Govt to set Cyberjaya back on track with new measures


The government will announce the measures to get Cyberjaya back to its original creation and boost Malaysia’s information and communications technology (ICT) industry.

Communications and Multimedia Minister Gobind Singh Deo said the government is working on some initiatives to make Cyberjaya the multimedia hub that was envisioned by Prime Minister Tun Dr Mahathir Mohamad 20 years ago.

“We are in the process to announce some initiatives of what we will do at Cyberjaya. When we are ready, we will tell the public what we want to do and what the next initiatives are,” Gobind said at the National ICT Association of Malaysia (Pikom) Leadership Summit yesterday.

“We want it to be a vibrant hub for start-ups and a place where our local tech companies become the envy of the region, if not the world,” he added.

Gobind urged ICT players to work together with the government to be one of the industry’s global market leader.

He said 20 years ago, Malaysia was known to be the potential leader in the ICT global industry via the establishment of the Multimedia Super Corridor (MSC).

“The MSC showed that we could do it. People looked at us as one of the leading nations in this field, but now we seem to lag behind.

“So, I urge the local industry such as Pikom to look at this, gather our players and propose to us on how we can be back on track,” he added.
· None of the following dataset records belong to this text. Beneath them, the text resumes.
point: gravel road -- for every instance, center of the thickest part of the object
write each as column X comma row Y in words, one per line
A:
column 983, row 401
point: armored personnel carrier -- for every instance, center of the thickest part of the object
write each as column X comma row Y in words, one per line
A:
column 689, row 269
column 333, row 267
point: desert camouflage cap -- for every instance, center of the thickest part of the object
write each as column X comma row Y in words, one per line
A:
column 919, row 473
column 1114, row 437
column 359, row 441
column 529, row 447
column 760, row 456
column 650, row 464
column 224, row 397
“This is indeed a difficult task but one that is certainly achievable and not to mention — not without precedent. To those of us old enough to remember the early days of the MSC, you would remember that Malaysia was already recognised during that time as a leader in the ICT space.

I think this is the best time for this country to lead again,” Gobind said further.

In 2000, IT icon Bill Gates described the MSC in Cyberjaya as fastest developing IT centre in the world.

Last August, Dr Mahathir said the MSC project will be revived to promote digitisation of the country’s economy due to its importance in the current era.

The MSC programme was officially launched by Dr Mahathir in February 1996, which was then perceived as a crucial element to accelerate the objectives of Vision 2020 and to transform Malaysia into a modern state by 2020, with the adoption of a knowledge-based society framework.

Meanwhile, Pikom launched its 10th edition of ICT Strategic Review which covers a range of thought-leadership topics — such as economic outlook, a feature on digital tax, blockchain technology and ICT salary trends in the country.

Pikom chairman Ganesh Kumar Bangah also said the local ICT industry would not be affected much from the implementation of digital tax.

“I think it will target foreign content providers such as Netflix. So, I do not see that affecting the (local) digital economy substantially at this time,” he said.

“Instead, we hope it can help the local industry to compete better because as local companies are subjected to the Sales and Services Tax. We hope the details of the implementation will help to support the local industry to compete better, locally and globally,” he added.

Pikom projects ICT contribution to GDP to reach RM192 billion this year, based on an average annual growth rate of 7.8% in the respective years, which RM96.5 billion would be contributed by the small and medium enterprises.

Last year, the total share of ICT segment to the whole economy stood at about 18.3%.